Scientific American has an important new article calling on governments at all levels to back off anti-salt campaigns in light of the just-released study that shows there is no link between salt intake and an increased risk for heart disease.
“…unless we have clear data, evangelical antisalt campaigns are not just based on shaky science; they are ultimately unfair. “A great number of promises are being made to the public with regard to this enormous benefit and lives saved,” Cohen says. But it is “based on wild extrapolations.”
The most surprising thing in the article though wasn’t this new study, it was just how many studies have come to the same conclusions over the past 20 years. The article cites five similar studies going back as far as 1988. Despite this, governments have continued to pursue vicious anti-salt campaigns–most notably New York Mayor Michael Bloomberg’s very personal campaign (though not personally paid for) against salt in which he used millions of taxpayer dollars for a glossy ad campaign.
–In 1988, [A large study] compared sodium intake with blood pressure in subjects from 52 international research centers and found no relationship between sodium intake and the prevalence of hypertension. In fact, the population that ate the most salt, about 14 grams a day, had a lower median blood pressure than the population that ate the least, about 7.2 grams a day.
–In 2003, the Cochrane Collaboration’s (an international, independent, not-for-profit health care research organization funded in part by the U.S. Department of Health and Human Services) review of 57 shorter-term trials similarly concluded that “there is little evidence for long-term benefit from reducing salt intake.”
–In 2004 the Cochrane Collaboration published a review of 11 salt-reduction trials.
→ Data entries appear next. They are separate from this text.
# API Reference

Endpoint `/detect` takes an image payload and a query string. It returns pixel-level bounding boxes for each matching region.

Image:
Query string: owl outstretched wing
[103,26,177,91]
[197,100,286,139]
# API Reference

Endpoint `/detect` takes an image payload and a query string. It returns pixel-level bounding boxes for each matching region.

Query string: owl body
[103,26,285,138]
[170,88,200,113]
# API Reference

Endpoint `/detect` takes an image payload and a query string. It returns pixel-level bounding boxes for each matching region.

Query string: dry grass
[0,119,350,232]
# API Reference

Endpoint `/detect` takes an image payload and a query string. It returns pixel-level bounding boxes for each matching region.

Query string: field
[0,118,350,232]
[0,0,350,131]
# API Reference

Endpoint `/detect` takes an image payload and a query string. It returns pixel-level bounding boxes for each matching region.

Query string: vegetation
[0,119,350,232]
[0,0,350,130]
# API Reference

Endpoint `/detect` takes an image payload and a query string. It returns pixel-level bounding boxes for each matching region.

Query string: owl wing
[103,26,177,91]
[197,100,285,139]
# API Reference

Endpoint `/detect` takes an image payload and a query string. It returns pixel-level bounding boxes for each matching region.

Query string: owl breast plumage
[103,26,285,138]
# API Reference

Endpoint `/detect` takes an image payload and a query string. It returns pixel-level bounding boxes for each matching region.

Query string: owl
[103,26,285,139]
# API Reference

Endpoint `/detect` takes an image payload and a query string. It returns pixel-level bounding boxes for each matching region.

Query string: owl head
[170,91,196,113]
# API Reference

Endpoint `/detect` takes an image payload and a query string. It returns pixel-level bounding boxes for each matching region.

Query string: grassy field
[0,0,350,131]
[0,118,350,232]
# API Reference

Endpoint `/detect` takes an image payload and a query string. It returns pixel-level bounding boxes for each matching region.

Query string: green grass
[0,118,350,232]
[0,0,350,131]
Over the long-term, low-salt diets, compared to normal diets, decreased systolic blood pressure (the top number in the blood pressure ratio) in healthy people by 1.1 millimeters of mercury (mmHg) and diastolic blood pressure (the bottom number) by 0.6 mmHg. That is like going from 120/80 to 119/79. The review concluded that “intensive interventions, unsuited to primary care or population prevention programs, provide only minimal reductions in blood pressure during long-term trials.”
–A 2006 American Journal of Medicine study compared the reported daily sodium intakes of 78 million Americans to their risk of dying from heart disease over the course of 14 years. It found that the more sodium people ate, the less likely they were to die from heart disease.
–A 2007 study published in the European Journal of Epidemiology followed 1,500 older people for five years and found no association between urinary sodium levels and the risk of coronary vascular disease or death. For every study that suggests that salt is unhealthy, another does not.
The article also addresses why a one-size-fits-all approach won’t work to make people healthier:
Part of the problem is that individuals vary in how they respond to salt. “It’s tough to nail these associations,” admits Lawrence Appel, an epidemiologist at Johns Hopkins University and the chair of the salt committee for the 2010 Dietary Guidelines for Americans. One oft-cited 1987 study published in the Journal of Chronic Diseases reported that the number of people who experience drops in blood pressure after eating high-salt diets almost equals the number who experience blood pressure spikes; many stay exactly the same. That is because “the human kidney is made, by design, to vary the accretion of salt based on the amount you take in,” explains Michael Alderman, an epidemiologist at the Albert Einstein College of Medicine and former president of the International Society of Hypertension.
The point here is that humans are different. Humans simply react differently to the things they eat. This makes a one-size-fits-all policy dreamed up by some government bureaucrat doomed to failure.
I’m glad this new study is getting the media attention it deserves. Hopefully someone slipped it into Mayor Bloomberg’s in-box. I look forward to his press conference where he vows to pay back the money he wasted on his anti-salt buffoonery.